About my books
This page is about the books I’ve written. I’m excited about them and proud of them, and I hope that you’ll enjoy them.
Daredevil May Care (fiction)
Amy inherits an island from her eccentric great aunt. On her way to claim her inheritance, Amy meets Luke, a man who knew her great aunt well. Luke is a devil-may-care pilot, of the “here today gone tomorrow” sort. He has plans to develop a business on the island. Amy’s island. From first acquaintance, Luke and Amy strike sparks off each other. Sparks of anger, and something more…
Alone with Luke in a small seaplane, floating high amongst the clouds, Amy asks herself, “How would I behave in an emergency? Would I be of any use at all?” Little does she know that soon enough she’ll learn the answer to that question.
What I like about this book
It’s a quick read, at just over 45,000 words. Fast moving. Adventure and derring-do. Great location. Vibrant language.
The book is set in a beautiful, intriguing part of the world, with enough stories of its own to enthrall you: The Thousand Islands of the St Lawrence river. River rats, smugglers, a daredevil seaplane pilot – they all fit right in. What’s a girl to do but join ‘em?
Things Unseen (fiction)
Dirk and Elise meet in Cape Town in the mid 1980s. They fall in love. Things happen. Well, you’d expect that! But some of the happenings are tragic, scary, or just plain weird.
Dirk and Elise bump heads with lovable rascals and with more complicated people. Evil people, supernatural beings? That’s for you to find out.
What do I think of it?
I am delighted with this book, and proud of all it represents. A love story. African and European cultures meeting, competing, and merging to produce something new.

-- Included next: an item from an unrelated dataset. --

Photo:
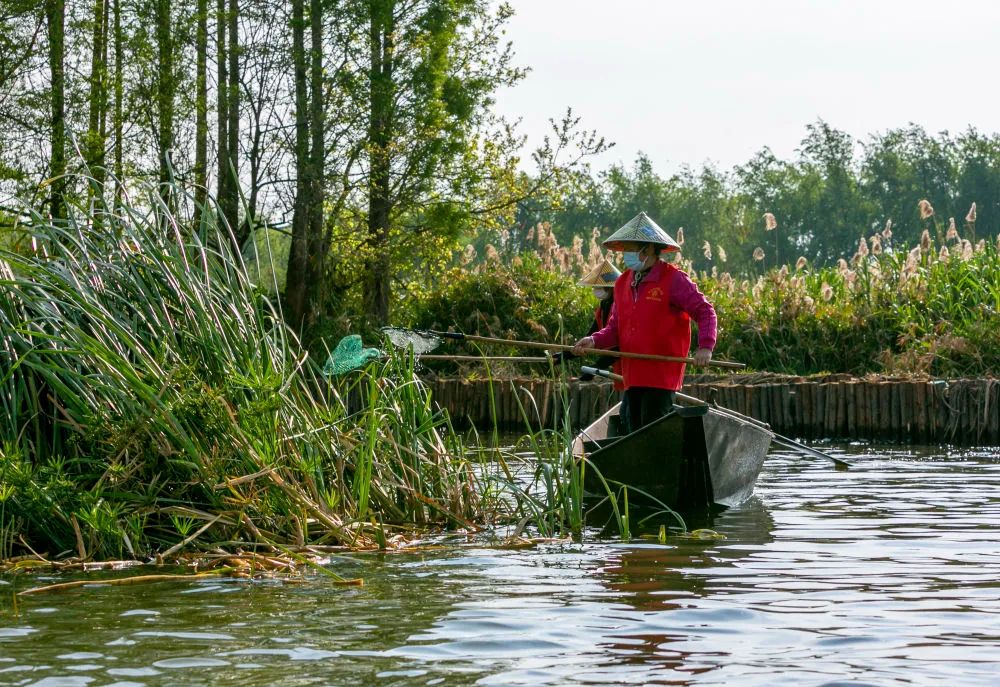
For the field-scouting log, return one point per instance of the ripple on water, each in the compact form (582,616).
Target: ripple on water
(883,574)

The results of careful study of African culture, language and stories.
Is there a link between African witchdoctors and Carl Jung? Read the book to see what Dirk and Elise discover. In this, I am indebted to M. Vera Bührmann’s book, Living in Two Worlds, Communication between a white healer and her black counterparts.
Here’s a review by a less-than-unbiased bookworm, who nevertheless has interesting insights into the book: Inside the book – Things Unseen by Sarah Maddox.
I think you’ll enjoy Things Unseen. I hope you’ll love it as much as I do.
Confluence, Tech Comm, Chocolate (technical)
Note: This book is now out of print.
This is a technical book with a touch of humour. It’s about developing documentation on a wiki. It’s also about technical communicators. And chocolate.
Title: Confluence, Tech Comm, Chocolate: A wiki as platform extraordinaire for technical communication
Publisher: XML Press
What’s in the book?
The book is primarily a guide to developing technical documentation on Confluence. But that’s not all. There are ideas and philosophies, tips and tricks, and special notes for technical writers about why a wiki is the tool we dream of. Many of the ideas apply to wikis in general, although the book focuses on Confluence because that’s the one I know best.
It’s a book for technical communicators, from someone who knows and loves them. It’s also for product owners, CEOs, developers and anyone else who is considering a wiki as a platform for technical communication.
The first part of the book introduces wikis and Confluence. Part 2 is an in-depth guide to developing technical documentation on Confluence. It starts with planning and design, moves on to developing content, through workflow all the way to release management. The more esoteric concepts are there too, such as content reuse, structure, style and online help. In part 3 we see what it’s like to work on a wiki. The book finishes with a section crammed with ideas. It’s all about making the most of the unique features that a wiki provides, to turn your documentation into technical communication extraordinaire.
Just in case you’re wondering: This isn’t an Atlassian project. It’s all my own, though of course Atlassian management and my closest colleagues know about it. It will be fun to see what other Atlassians have to say when they see the book. And when they see this post.
By the end of the book you will know everything I’ve learned in four years of working on a wiki. Oh, and chocolate plays a part too.
Note: For the first 18 months after publication, a Confluence, Tech Comm, Chocolate wiki site was available for readers to experiment with. That site is no longer available. If you like, you can get a free evaluation licence from Atlassian, to experiment with Confluence.
Who is the girl on the cover?
I love the illustrations in the book, and especially the picture on the cover. They are the work of a talented artist named Ryan Maddox.
The girl on the cover is called Ganache. She is the hero of the book. She is a technical communicator extraordinaire. When you read the book, you will follow Ganache as she sets up a Confluence wiki and adds a technical documentation space. Learn from her expertise with the wiki editor and macros. Share her adventures in agile development and search engine optimisation. Grow wings, as Ganache does, and make your wiki documentation fly. Discover why Ganache says we need a “kiss my wiki” attitude.
Ryan Maddox is the talented artist who designed the covers for Things Unseen and Daredevil May Care. He also created the illustrations and cover design for Confluence, Tech Comm, Chocolate.